To avoid repeated pairs and to join every contexts with pair in common, `aggregateContexts` function is essential:
* `relations` - data frame with the pairs of named entities and the extracted contexts
The returned data frame, with the same attributes as the argument, has distinct pairs and a list with every contexts for each pair.
## CLUSTERING
Picking named entity pairs and respective contexts, pair clustering can be executed with `defineClustering`:
* `pair.contexts` - data frame with named entity pairs and lists of contexts
* `weight.type` - term weighting (`"TF/IDF"` by default) (try `help(DocumentTermMatrix)` to know another options)
* `distance.measure` - measure (`"euclidean"` by default) to use on `dist` function (try `help(dist)` to know another options)
* `dist.args` - list of arguments (empty by default) to use on `dist` function (try `help(dist)` to know the arguments)
* `algorithm.type` - clustering algorithm to use where the possibilities are `"hierarchical"` and `"k-means"` (being this one by default)
* `hclust.args` - list of arguments (`list(method="ward.D")` by default) to use on `hclust` function (try `help(hclust)` to know the arguments)
* `kmeans.args` - list of arguments (`list(algorithm="Lloyd")` by default) to use on `kmeans` function (try `help(kmeans)` to know the arguments)
* `cluster.percentage` - number of clusters required based on the proportion of pairs (`0.1` by default)
* `remove.stopwords` - stopwords are removed on corpus mapping (where `use.stemming` and `exceptions` parameters also are used) if it is allowed (`TRUE` by default)
* `words.number` - number of the most frequent words from each cluster that are used as labels (`1` by default)
The obtained data frame has `entity1.name`, `entity2.name`, `cluster.key` and `semantic.label`. This attributes correspond to the left and right elements from clustered pairs, the numbers of clusters where pairs are assigned and the labels that distinguish semantic relations between pairs.
## EVALUATION
After pairs be clustered, it is possible to evaluate the result by F1. Using `evaluateClustering`, it is necessary to give values for the arguments:
* `clusters` - data frame with named entity pairs (`entity1.name` and `entity2.name`), identifications of respective clusters (`cluster.key`) and the word sets that characterize semantic relations (`semantic.label`)
* `must.link` - vectors with strings of constraint pairs, where elements are named entity pairs and it could share the same cluster.

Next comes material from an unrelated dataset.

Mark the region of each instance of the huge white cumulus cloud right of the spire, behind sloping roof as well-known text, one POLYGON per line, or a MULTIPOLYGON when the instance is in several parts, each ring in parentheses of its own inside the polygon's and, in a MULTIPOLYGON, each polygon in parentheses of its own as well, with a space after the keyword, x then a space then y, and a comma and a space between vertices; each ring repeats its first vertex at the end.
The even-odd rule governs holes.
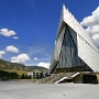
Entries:
POLYGON ((80 24, 87 26, 86 32, 89 33, 91 38, 99 46, 99 7, 92 11, 91 15, 84 18, 80 24))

The named entity strings of each pair element should be disposed, where left element is followed by right element like on `clusters` data frame. Both elements also should be followed.
* `cannot.link` - vectors with strings of constraint pairs, where elements are named entity pairs and it couldn't share the same cluster. The named entity strings of each pair element should be disposed, where left element is followed by right element like on `clusters` data frame. Both elements also should be followed.
* `logging` - if `TRUE`, constraint pairs, respective alerts of matching and values of precision/recall/F1 are showed. Otherwise, nothing is showed.
A value of double type with F1 score is returned.